Simplicity and Significance in Observability

This article was originally posted in 2020 on the OpenSignals website, which is now defunct.

System Complexity

Over the last few years, complexity has risen within the computing infrastructure, especially with the movement to a finer granularity in deployment units. We’ve seen some companies adopt microservices so enthusiastically that what was once primarily considered a monolith is now broken up into hundreds, even thousands, of pieces of execution units that are connected by and large. One might naively expect that the tools and approaches employed should have done likewise. We believe this was, and still is, a grave misconception.

Wrestling with Data

As computing and complexity scaled up, the models and methods should have reduced and simplified the communication and control surface area between man and machine. Instead, monitoring (passive) and management (reactive) solutions have lazily reflected the complexity’s nature at a level devoid of simplicity and significance but instead polluted with noise.

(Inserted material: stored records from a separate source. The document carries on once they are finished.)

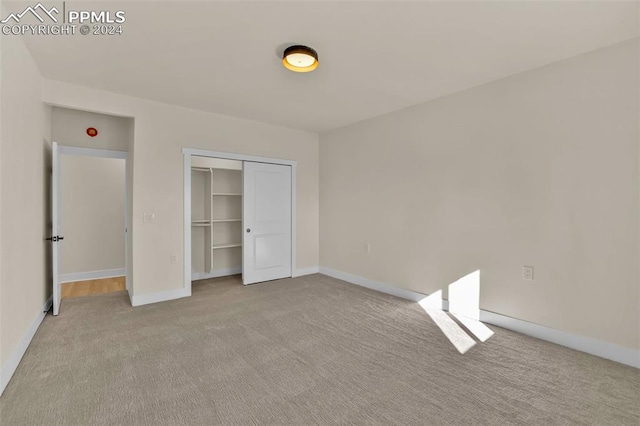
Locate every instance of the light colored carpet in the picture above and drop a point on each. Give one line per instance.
(310, 350)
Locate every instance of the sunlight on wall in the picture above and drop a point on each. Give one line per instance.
(464, 296)
(464, 307)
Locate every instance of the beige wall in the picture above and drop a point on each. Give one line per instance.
(540, 169)
(161, 131)
(92, 214)
(24, 282)
(69, 127)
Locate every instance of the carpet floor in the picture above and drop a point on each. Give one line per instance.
(309, 350)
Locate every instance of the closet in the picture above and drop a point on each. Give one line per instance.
(216, 217)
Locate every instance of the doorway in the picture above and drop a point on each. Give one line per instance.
(239, 216)
(89, 218)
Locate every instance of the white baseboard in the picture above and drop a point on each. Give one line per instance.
(161, 296)
(373, 285)
(92, 275)
(12, 363)
(589, 345)
(195, 276)
(300, 272)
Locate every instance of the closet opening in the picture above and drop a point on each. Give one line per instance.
(216, 218)
(239, 216)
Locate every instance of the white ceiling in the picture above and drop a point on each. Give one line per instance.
(375, 57)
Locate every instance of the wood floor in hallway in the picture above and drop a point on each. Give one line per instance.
(91, 287)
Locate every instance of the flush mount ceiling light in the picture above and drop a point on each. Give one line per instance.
(300, 58)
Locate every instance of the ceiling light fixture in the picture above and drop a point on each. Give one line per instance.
(300, 58)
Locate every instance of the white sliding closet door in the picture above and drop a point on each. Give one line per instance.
(55, 226)
(266, 245)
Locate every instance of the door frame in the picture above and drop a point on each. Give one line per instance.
(105, 153)
(187, 153)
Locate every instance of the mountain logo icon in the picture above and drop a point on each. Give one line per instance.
(38, 11)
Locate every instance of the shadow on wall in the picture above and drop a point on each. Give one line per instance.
(463, 319)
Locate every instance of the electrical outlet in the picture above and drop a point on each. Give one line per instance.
(148, 217)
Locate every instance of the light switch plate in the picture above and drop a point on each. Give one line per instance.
(527, 272)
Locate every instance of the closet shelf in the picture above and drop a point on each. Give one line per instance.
(228, 245)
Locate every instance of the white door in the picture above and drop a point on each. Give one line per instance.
(266, 216)
(55, 226)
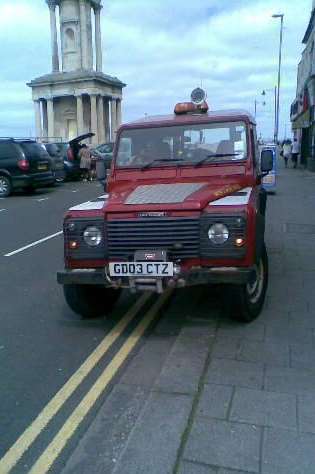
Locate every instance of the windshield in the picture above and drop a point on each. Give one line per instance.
(185, 144)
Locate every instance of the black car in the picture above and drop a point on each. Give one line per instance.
(72, 160)
(103, 155)
(24, 164)
(55, 151)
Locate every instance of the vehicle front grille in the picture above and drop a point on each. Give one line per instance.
(179, 236)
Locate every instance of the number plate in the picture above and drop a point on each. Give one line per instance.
(149, 269)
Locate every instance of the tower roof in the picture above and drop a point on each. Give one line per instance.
(94, 3)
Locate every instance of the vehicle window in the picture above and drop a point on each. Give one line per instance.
(33, 149)
(52, 149)
(8, 150)
(216, 142)
(105, 148)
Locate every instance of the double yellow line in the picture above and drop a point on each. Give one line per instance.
(48, 457)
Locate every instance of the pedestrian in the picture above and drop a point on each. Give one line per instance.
(85, 162)
(287, 150)
(295, 152)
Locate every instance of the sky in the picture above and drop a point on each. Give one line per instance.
(162, 49)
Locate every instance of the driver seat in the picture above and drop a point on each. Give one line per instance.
(225, 147)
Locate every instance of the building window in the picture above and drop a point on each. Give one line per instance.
(69, 39)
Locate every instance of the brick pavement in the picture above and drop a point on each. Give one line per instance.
(218, 396)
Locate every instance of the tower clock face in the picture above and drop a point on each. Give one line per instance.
(198, 96)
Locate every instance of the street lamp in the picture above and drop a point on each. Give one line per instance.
(279, 15)
(275, 106)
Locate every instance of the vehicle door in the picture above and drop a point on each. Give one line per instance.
(36, 154)
(261, 202)
(10, 154)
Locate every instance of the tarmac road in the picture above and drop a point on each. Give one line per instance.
(42, 343)
(189, 392)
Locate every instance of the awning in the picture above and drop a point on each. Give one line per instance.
(303, 121)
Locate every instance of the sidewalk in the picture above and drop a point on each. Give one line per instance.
(205, 395)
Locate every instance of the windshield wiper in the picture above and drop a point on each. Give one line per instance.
(215, 155)
(159, 160)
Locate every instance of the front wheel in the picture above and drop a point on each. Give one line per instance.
(246, 301)
(90, 301)
(5, 186)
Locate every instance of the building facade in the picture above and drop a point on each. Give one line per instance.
(76, 97)
(303, 107)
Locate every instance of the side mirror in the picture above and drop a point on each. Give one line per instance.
(266, 161)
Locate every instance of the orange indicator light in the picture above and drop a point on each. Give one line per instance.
(73, 244)
(239, 242)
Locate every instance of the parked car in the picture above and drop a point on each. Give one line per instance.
(56, 154)
(71, 158)
(269, 181)
(24, 164)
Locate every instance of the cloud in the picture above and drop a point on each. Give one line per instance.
(162, 49)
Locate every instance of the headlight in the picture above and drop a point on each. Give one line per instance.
(92, 236)
(218, 234)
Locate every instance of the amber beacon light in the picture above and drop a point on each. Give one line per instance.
(197, 105)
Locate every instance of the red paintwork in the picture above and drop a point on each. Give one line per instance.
(219, 180)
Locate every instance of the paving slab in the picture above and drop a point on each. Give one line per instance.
(289, 380)
(184, 366)
(303, 356)
(234, 372)
(104, 441)
(288, 452)
(270, 353)
(306, 413)
(288, 332)
(187, 467)
(224, 444)
(254, 331)
(264, 408)
(138, 371)
(226, 347)
(215, 401)
(154, 442)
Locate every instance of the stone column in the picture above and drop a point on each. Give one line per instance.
(100, 119)
(98, 38)
(38, 119)
(84, 37)
(107, 120)
(51, 118)
(53, 31)
(45, 118)
(118, 111)
(94, 128)
(80, 121)
(113, 120)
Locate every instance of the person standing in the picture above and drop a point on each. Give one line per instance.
(85, 162)
(287, 150)
(295, 152)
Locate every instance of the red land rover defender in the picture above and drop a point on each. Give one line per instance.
(185, 206)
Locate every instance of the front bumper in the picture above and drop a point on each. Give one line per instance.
(196, 276)
(35, 180)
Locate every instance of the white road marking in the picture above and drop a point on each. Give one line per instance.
(33, 244)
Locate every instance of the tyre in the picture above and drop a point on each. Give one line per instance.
(90, 301)
(246, 301)
(29, 190)
(5, 186)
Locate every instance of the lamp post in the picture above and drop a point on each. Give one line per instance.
(279, 15)
(274, 91)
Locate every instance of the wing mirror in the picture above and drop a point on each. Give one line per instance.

Today, engineering teams are far too busy wrestling with and wandering around an ever-expanding data fog of metrics, logs, and distributed tracing. Fearful of the complexity, many engineering teams worry over their ability to collect, store, and analyze more and more data and details – but never to question and reflect on the effectiveness of such.

Firefighting with Fire

One could very well argue that complexity has been replaced with complicated. We are not understanding or solving the complexity problem; we are just attending to and acting on another problem because it feels much more familiar than today’s changing world.

There is seeing but no perceiving. There is doing but no direction. There is collection but no cognition.

Application monitoring and management solutions are far more complicated than needed.

A Single Pane (of Pain)

That single pane of glass many vendors talk up consists of hundreds of layers, tabs, views, charts, and navigation aids. It has become such a sorry tale that some vendors have created an onboarding experience that consists of a game leading users through a path to some golden nugget of information. The problem is that the data is detached from the service domain and systems dynamics unless one is a machine. This is a temporary band-aid for a far more troubling problem where data is valued over information and valuable models.

Imitating Intelligence

The Humainary initiative aims to bring simplicity and significance back into monitoring, observability, controllability, and management. The basic idea is pretty simple, as are many practical innovations: see, perceive, model, and reason about the computing world of microservices, much like how humans do so within societies and cultures consisting of multiple agents of offered services.

Communication and Cooperation

We find signals and inferred states at the heart of all human (and animal) communication and coordination. Signals are emitted or received. Signals indicate operations or outcomes – signs and traces of the past and a sliver of the present. Signals influence others and, over time, infer the state of others and ourselves on reflection. A signal is a direct and meaningful unit of information within a (social) context, much like an emoji. It is not a message that needs to be introspected in part and then interpreted. Humans emit and receive signals via body language and vocalization in any interaction and what is physically passed and contextually communicated.

Signal processing and transmission are paramount to practical cooperation and coordination. But the signals are just a means to an end, and that end is the assessment of ourselves and others – state inference.

Framing and Focusing

When it comes to monitoring environments, the focus and frame of reference should always be on the status of the operation of a service from the perspective of each other service that interacts with that service. An assessment of service quality should not be based on what a service tells us by way of published metrics – this misses the point that no service exists in isolation anymore within a network of high interconnectivity. Instead, an assessment should reflect how other services perceive a service through signals and the inference to a state, which can differ depending on the sensitivity to each service’s signals. Sensitivity manifests in the different weighting of signals and the decay rate of memories each service is configured for.

Representing Reality

Humainary brings simplicity and sensibility by way of a focus on what is effective and of significance to the vast majority of service management attention – what is the status of this service, this cluster (of services), or this system (of services)? The conceptual model and language (terms) are small, and the processing sequence is straightforward – a service creates a context representing the world. Within this context, the service is represented alongside the other services it interacts with. In the interaction, the service owning the context, acting like a mind or model, records signals against the representations of itself and the other services.

Signaling and Synthesizing

The recorded signals are then scored based on the configuration used to create the context and mapped to a status bucket for each possible status value per service represented. The scoring card will tally each bucket and make a generalized assessment of service with some decaying mechanism in play, much like a human memory system works. The context can transmit the status changes to other interested observers through a plugin, where collective intelligence can manifest in additional aggregation, ranking, weighting, etc.